6 thoughts on “DOJ’s proposed transfer of marijuana from Schedule I to Schedule III will facilitate research on cardiovascular impacts of cannabis use

  1. NIH Reporter shows $4.8 billion has been spent by US taxpayers for 11,000 studies – a mountain of evidence that establishes risk but not one indication as a medicine for any medical condition. Not one that the FDA will approve. It has an established addiction rate, poses serious and substantial risk to reproductive health for both males and females. The rescheduling should not be relaxed.

    Like

    1. P McColl is RIGHT, these authors are merely repeating a marijuana industry lie. The US Government has INCREASED research of the hallucinogenic substance marijuana. Despite this there is still NO FDA approved indication for marijuana and its 100+ cannabinoids. There is NO FDA approved products with so many chemicals, think of all of the drug-drug interactions. Mr Glanz fully know the number of carcinogens in marijuana especially when burned to combustion to activate the chemicals to become active hallucinogens. Please name one other medication that is burned, then inhaled to activate. PS: Mr Glanz should also be fully aware that marijuana in on CA Prop 65 carcinogen and mutagen list.

      Like

      1. I am quite aware of the risks of cannabis use, and have published papers adding to the evidence base.

        The fact is, however, that being on Schedule I makes it almost impossible to do the kind of randomized clinical trials needed to prove or disprove the claimed “medical” uses for cannabis. Absent good information, the cannabis industry is free to continue making unsubstantiated claims of benefit. See our paper on this point: https://pubmed.ncbi.nlm.nih.gov/32429772/

        At the same time, as we said in the public comment, there is a need for strong public health-oriented regulation of cannabis, something that is not happening yet.

        Like

  2. “Almost impossible” is not the same as impossible. There are 11,000 studies funded by the NIH that prove that statement wrong. There are MORE sites approved by the government to acquire marijuana for research AND every legal state has more than enough marijuana to provide for research.
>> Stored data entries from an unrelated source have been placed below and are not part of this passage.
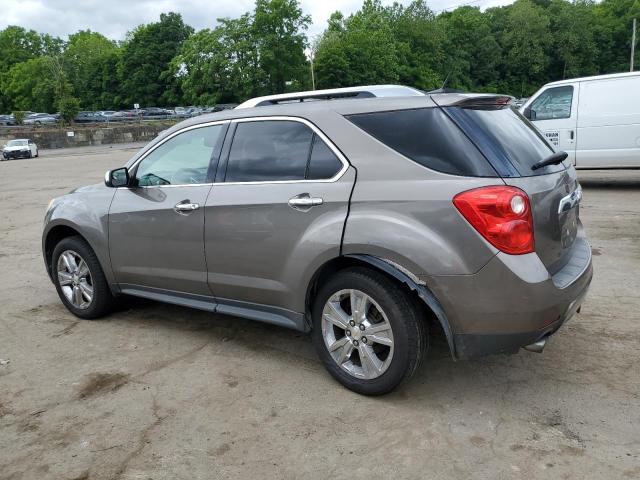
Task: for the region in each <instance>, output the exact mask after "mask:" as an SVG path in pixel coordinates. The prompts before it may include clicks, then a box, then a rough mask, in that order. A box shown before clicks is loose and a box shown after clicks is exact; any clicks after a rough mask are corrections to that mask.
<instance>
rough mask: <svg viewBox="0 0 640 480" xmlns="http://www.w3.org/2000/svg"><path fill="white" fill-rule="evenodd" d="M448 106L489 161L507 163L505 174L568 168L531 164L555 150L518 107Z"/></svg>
mask: <svg viewBox="0 0 640 480" xmlns="http://www.w3.org/2000/svg"><path fill="white" fill-rule="evenodd" d="M445 110H446V111H447V112H448V113H450V114H451V115H452V117H453V118H454V119H456V120H457V121H458V122H459V124H461V125H462V126H463V130H465V132H467V134H468V135H469V136H470V137H471V138H472V139H473V140H474V141H476V143H477V144H478V146H479V147H480V150H482V152H483V153H484V154H485V156H487V158H488V159H489V161H491V162H492V164H493V163H494V162H499V163H503V164H504V165H506V166H507V168H508V171H509V173H508V174H507V175H504V171H502V172H501V173H502V174H503V176H509V177H520V176H522V177H528V176H532V175H545V174H548V173H554V172H559V171H561V170H564V169H565V166H564V165H563V164H562V163H561V164H559V165H548V166H546V167H543V168H539V169H537V170H532V169H531V167H533V165H535V164H536V163H538V162H539V161H540V160H543V159H545V158H547V157H549V155H551V154H553V153H554V149H553V147H552V146H551V144H549V142H548V141H547V140H546V138H545V137H544V136H543V135H542V134H541V133H540V132H539V131H538V130H537V129H536V127H534V126H533V125H532V124H531V122H529V121H528V120H527V119H526V118H524V117H523V116H522V115H521V114H520V113H519V112H518V111H516V110H514V109H513V108H511V107H508V106H506V107H505V106H486V107H469V108H460V107H447V108H445Z"/></svg>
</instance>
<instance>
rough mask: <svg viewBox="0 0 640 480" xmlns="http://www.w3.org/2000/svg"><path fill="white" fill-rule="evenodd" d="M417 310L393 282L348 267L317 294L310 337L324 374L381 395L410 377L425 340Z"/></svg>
mask: <svg viewBox="0 0 640 480" xmlns="http://www.w3.org/2000/svg"><path fill="white" fill-rule="evenodd" d="M420 313H421V309H420V308H418V307H417V305H416V303H415V301H414V300H413V299H412V298H411V296H410V295H409V294H408V293H407V292H406V291H405V290H403V289H401V288H400V287H399V286H398V285H397V284H396V283H395V282H393V281H392V280H391V279H389V278H388V277H386V276H385V275H383V274H381V273H378V272H376V271H373V270H370V269H367V268H360V267H358V268H350V269H347V270H344V271H342V272H339V273H338V274H336V275H335V276H334V277H332V278H331V279H330V280H329V281H328V282H327V283H325V284H324V285H323V286H322V287H321V288H320V290H319V292H318V295H317V296H316V299H315V302H314V306H313V310H312V316H313V331H312V338H313V343H314V346H315V348H316V351H317V353H318V355H319V357H320V359H321V360H322V363H323V364H324V366H325V367H326V369H327V370H328V371H329V373H330V374H331V375H332V376H333V377H334V378H335V379H336V380H338V381H339V382H340V383H341V384H342V385H344V386H345V387H347V388H349V389H350V390H353V391H354V392H357V393H361V394H364V395H382V394H385V393H388V392H390V391H392V390H393V389H395V388H396V387H398V385H400V384H401V383H402V382H404V381H406V380H408V379H409V378H411V376H412V375H413V374H414V372H415V371H416V369H417V367H418V366H419V365H420V362H421V360H422V357H423V355H424V352H425V351H426V348H427V344H428V335H427V331H426V324H425V322H424V321H423V319H422V318H421V315H420Z"/></svg>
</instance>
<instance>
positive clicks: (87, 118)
mask: <svg viewBox="0 0 640 480" xmlns="http://www.w3.org/2000/svg"><path fill="white" fill-rule="evenodd" d="M73 121H74V122H75V123H98V122H105V121H106V118H105V117H104V116H103V115H101V114H100V113H98V112H88V111H82V112H78V114H77V115H76V117H75V118H74V119H73Z"/></svg>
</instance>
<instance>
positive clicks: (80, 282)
mask: <svg viewBox="0 0 640 480" xmlns="http://www.w3.org/2000/svg"><path fill="white" fill-rule="evenodd" d="M79 287H80V290H81V291H82V295H83V296H84V298H86V300H87V302H90V301H91V299H92V298H93V287H92V286H91V285H89V284H88V283H87V282H86V281H82V282H80V285H79Z"/></svg>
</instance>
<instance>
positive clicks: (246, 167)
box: [225, 120, 313, 182]
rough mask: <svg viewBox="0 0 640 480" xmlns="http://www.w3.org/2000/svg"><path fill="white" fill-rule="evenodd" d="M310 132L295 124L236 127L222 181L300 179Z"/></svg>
mask: <svg viewBox="0 0 640 480" xmlns="http://www.w3.org/2000/svg"><path fill="white" fill-rule="evenodd" d="M312 139H313V132H312V131H311V129H309V127H307V126H306V125H304V124H302V123H300V122H294V121H282V120H273V121H257V122H241V123H239V124H238V126H237V129H236V133H235V135H234V137H233V144H232V145H231V151H230V153H229V163H228V165H227V173H226V177H225V182H269V181H278V180H303V179H304V177H305V174H306V171H307V161H308V159H309V149H310V148H311V140H312Z"/></svg>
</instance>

California has spent millions of dollars of marijuana tax dollars on research, please tell the truth.

    Like

    1. I have done and collaborated on marijuana research and know the realities of what it takes to do it. You are just wrong.

      For example, it is illegal to walk into a dispensary and buy a cannabis product and use it in clinical research. The marijuana that the federal government sells bears little resemblance to what people are actually consuming.

      Like

  3. Oh really, please share with us the legal document that says “it is illegal to walk into a dispensary and buy a cannabis product and use it in clinical research.”